I must have driven another five miles or so before I realized what I had done. Even lacking proper identification, I had given the second victim a name. In my mind, Audrey Cummings notwithstanding, the dead woman found in Don Wolf's apartment was Lizbeth Wolf and nobody else. Harry Moore had told me that Don Wolf had been determined to be rid of his relatively new wife. One way or another, now he was.

The trip back to Seattle from Tacoma took far less time than the drive down. Part of that was due to the fact that I was dreading the inevitable ass-chewing from Captain Powell. But by the time I finally made it back to the fifth floor at ten past seven that evening, I knew I was home free. Powell's a day-shift kind of guy. He might stay late to work a case, but never just to issue a reprimand.

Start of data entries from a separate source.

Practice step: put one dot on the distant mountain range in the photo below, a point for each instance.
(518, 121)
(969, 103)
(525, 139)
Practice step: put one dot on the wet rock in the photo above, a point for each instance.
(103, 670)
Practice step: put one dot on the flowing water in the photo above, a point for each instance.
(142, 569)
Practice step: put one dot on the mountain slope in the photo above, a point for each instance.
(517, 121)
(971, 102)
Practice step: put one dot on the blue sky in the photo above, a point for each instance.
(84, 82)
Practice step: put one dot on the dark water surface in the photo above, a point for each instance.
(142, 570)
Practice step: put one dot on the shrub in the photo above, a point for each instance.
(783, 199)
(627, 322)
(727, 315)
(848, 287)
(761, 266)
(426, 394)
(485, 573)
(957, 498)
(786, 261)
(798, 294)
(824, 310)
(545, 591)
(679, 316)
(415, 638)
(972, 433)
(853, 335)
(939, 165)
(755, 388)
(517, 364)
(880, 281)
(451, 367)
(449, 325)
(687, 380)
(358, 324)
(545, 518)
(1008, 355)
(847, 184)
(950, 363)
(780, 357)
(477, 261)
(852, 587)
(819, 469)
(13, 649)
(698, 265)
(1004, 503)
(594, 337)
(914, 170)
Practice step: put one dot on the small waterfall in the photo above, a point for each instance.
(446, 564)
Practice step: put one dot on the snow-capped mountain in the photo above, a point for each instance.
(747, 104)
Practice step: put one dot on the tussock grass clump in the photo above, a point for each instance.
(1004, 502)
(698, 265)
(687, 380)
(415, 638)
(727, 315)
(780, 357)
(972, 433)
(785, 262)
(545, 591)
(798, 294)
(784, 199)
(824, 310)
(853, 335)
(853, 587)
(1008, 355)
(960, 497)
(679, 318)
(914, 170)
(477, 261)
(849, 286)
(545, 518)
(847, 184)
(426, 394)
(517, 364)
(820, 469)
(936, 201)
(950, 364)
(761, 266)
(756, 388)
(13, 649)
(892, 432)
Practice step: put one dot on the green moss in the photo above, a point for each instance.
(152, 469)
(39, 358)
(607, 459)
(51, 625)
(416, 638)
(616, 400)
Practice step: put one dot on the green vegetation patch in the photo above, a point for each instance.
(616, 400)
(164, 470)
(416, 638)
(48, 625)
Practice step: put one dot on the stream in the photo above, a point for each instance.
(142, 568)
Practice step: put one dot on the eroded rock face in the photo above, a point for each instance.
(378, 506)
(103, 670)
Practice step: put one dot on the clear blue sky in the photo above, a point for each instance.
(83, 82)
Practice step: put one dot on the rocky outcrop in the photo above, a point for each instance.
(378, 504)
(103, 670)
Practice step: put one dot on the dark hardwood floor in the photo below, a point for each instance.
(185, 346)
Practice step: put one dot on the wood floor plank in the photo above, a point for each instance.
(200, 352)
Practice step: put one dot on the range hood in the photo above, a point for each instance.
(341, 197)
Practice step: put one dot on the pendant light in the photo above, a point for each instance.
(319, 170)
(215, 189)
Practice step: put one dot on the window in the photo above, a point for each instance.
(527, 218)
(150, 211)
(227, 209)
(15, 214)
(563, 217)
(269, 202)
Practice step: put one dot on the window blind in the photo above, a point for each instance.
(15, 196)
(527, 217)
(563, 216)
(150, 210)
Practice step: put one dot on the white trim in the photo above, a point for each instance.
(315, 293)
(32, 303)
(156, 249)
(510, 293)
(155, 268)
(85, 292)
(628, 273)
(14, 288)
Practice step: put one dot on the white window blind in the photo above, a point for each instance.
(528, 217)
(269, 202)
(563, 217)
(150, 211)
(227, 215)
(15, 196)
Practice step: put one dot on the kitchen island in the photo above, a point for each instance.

Ducking into my cubicle, I paused long enough to take three messages off my voice mail. One was from someone I didn't know-a lady named Hilda Chisholm. She left two numbers-both for work and home-without giving me even a glimmer of information as to why she was calling. That wasn't particularly disturbing or unusual. In my line of work, I often receive phone calls from witnesses who are reluctant to leave important information of any kind on a recording device. They have to be handled on a person-to-person basis. Consequently, I started my next day's TO DO list by writing Hilda Chisholm's name on the topmost line. Then I retrieved my next message.

That one was from Lucille Enders down in La Jolla. "Detective Beaumont," she said, "I just left Anna Dorn's house. I've talked to her, told her that Don Wolf is dead and that her daughter may be as well. That way, in case something shows up on the news, at least she's been warned. She's taking the whole thing pretty hard. She requested that you not call back until tomorrow morning. I did ask her if she knew any other next of kin on her son-in-law, and she said she couldn't help us there. She told me that if he had any family, he never mentioned them to her."

Bless you, Lucille, I said to myself as I erased her message and wrote Captain Powell's name directly beneath Hilda Chisholm's. Being able to tell him that the next-of-kin notification was a fait accompli might help bail me out of the Larry Powell doghouse, as far as Grace Highsmith's public nonconfession was concerned.

Lucille Enders' message buoyed me up. The third one left me reeling.

"Hello, Beau," the voice said. "This is Dave-Dave Livingston, calling from Rancho Cucamonga."

My heart fell. I would have recognized Dave Livingston's voice even without the tagline introduction. Dave is my first wife's-Karen's-second husband. I could tell from the minute quaver in his voice-the slight hesitation between words-that this wouldn't be good news. Karen had been battling cancer for more than two years-most of that time without my knowing anything about it. I gripped the phone tightly and braced myself for whatever was coming.